The article also implies that shelters are doing something wrong by taking in dogs from other countries. Don't dogs from other countries deserve a chance at a good home in the U.S.? 

I laughed when I read that the author wrote that Puerto Rico sends dogs into the U.S. Puerto Rico is part of the U.S. My local shelter takes dogs from places all over the country where they are less likely to be adopted because they have a better chance of being adopted here. That's a good thing, right?
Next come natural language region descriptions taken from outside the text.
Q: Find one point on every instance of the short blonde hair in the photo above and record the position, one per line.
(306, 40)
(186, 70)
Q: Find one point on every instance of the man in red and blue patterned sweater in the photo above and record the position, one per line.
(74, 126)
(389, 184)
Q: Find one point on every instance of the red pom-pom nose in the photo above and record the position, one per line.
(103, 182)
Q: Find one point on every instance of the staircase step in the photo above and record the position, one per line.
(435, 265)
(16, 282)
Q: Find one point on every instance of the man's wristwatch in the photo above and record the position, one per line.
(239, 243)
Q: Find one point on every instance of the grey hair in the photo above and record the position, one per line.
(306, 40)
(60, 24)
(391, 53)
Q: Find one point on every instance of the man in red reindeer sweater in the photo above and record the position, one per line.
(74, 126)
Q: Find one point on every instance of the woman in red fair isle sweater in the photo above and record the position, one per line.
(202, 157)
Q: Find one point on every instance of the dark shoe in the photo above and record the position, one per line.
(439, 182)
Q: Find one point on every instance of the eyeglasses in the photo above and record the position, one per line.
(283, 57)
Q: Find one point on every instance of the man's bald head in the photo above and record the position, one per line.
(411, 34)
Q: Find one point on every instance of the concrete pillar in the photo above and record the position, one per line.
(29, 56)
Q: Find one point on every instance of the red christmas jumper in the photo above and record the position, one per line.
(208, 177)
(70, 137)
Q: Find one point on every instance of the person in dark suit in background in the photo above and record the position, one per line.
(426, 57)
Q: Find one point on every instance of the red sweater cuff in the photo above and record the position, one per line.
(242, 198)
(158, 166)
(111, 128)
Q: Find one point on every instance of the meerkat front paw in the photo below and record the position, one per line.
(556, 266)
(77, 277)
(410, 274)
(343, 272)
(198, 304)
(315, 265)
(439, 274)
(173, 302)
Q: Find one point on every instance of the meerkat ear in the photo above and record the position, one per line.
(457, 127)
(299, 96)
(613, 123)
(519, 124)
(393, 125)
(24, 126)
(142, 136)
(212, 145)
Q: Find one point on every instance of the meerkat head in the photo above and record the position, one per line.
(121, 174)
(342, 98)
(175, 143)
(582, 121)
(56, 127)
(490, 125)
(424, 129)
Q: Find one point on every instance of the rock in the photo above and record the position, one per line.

The real problem is not breeders, but people who don't spay/neuter their dogs. It is the unexpected litter which causes dogs to end up in shelters. Responsible breeders will not breed more dogs than they can sell.


----------



## llombardo (Dec 11, 2011)

Zookeep said:


> The article also implies that shelters are doing something wrong by taking in dogs from other countries. Don't dogs from other countries deserve a chance at a good home in the U.S.?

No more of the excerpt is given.